Major changes are ahead at The Young and the Restless. When the calendar flips to a new year, the top-rated CBS soap will find itself needing a new head writer and executive producer. Mal Young, who was named executive producer in June 2016 and given head writing responsibilities in July 2017, has departed the show.
"Just arrived in London for the holidays. I felt like it was a good time to move on. Never a good idea to get too settled on a long running soap and I achieved all that I and CBS set out to do: improved scripts and production values," Young said in a statement to showbiz411.
Whether the decision to leave The Young and the Restless was, in fact, Young's decision is unclear. A report surfaced online last night, stating that Young was, in fact, relieved of his duties. Requests for statement have not been returned.
Young's tenure at The Young and the Restless featured a lot of experimentation and innovation -- and some history revision and casting decisions that didn't necessarily sit well with fans.
In the early part of Young's time at The Young and the Restless, the show adopted an "every day is a new day" approach to its storytelling. While the show received praise for trying something new, the format was eventually abandoned as both fans and critics argued that too many things were happening off-screen, and the storyline payoff had waned.

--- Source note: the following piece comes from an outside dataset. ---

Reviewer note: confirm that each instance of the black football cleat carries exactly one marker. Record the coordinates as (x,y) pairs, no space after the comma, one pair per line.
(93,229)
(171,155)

Young, who made a name for himself helming British soap operas like EastEnders and Doctors, did, however, earn critical praise for developing the storyline that focused on Dina Mergeron's Alzheimer's diagnosis. Fans have also praised Young for crafting Mariah and Tessa's love story, the show's first fully realized same-sex relationship.
Toward what would be the end of his time at Y&R, Young introduced elements of UK soap storytelling, where some episodes featured only a handful of characters. He also introduced a number of new characters, including the new-to-town "blue-collar" Rosales family. Some of the show's veterans, however, found themselves without story. Doug Davidson (Paul Williams) celebrated his 40th anniversary with Y&R and was subsequently dropped to recurring status. Other longtime castmates -- Eileen Davidson (Ashley Abbott), Greg Rikaart (Kevin Fisher), and Christel Khalil (Lily Winters) -- and new favorites -- like Mishael Morgan (Hilary Curtis) and Abhi Sinha (Ravi Shapur) -- left the show.

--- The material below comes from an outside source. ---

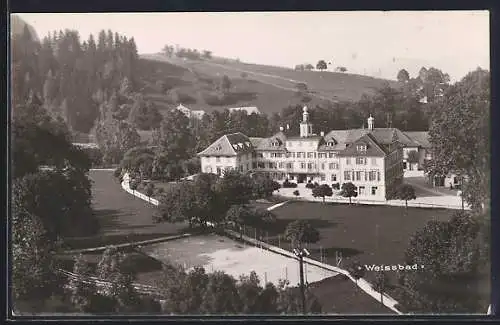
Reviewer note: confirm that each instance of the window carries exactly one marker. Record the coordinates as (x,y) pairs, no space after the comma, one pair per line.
(361,147)
(360,161)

Production values were improved with the introduction of quite a few new sets, and the show began extensive use of "green screen" and computer-generated graphics. Young also started a tradition of airing original episodes on Christmas Day instead of repeat episodes. Due to preemptions, this year's Christmas episode will air on December 26.
Despite recently marking its 30th consecutive year as the number one soap, The Young and the Restless' ratings, like much of broadcast television, have sagged over the last year. Y&R is currently averaging 4.2 million viewers compared to about 4.7 million last year.
No successors to Young have been officially named, though a show insider tells Soap Central that former head writer and co-executive producer Josh Griffith, who returned to Y&R in August, is expected to take over as head writer. Daytime Confidential is reporting that Anthony "Tony" Morina, who has been with the series since 2004, will be the new executive producer.
Neither Young nor CBS have responded to Soap Central's requests for comment.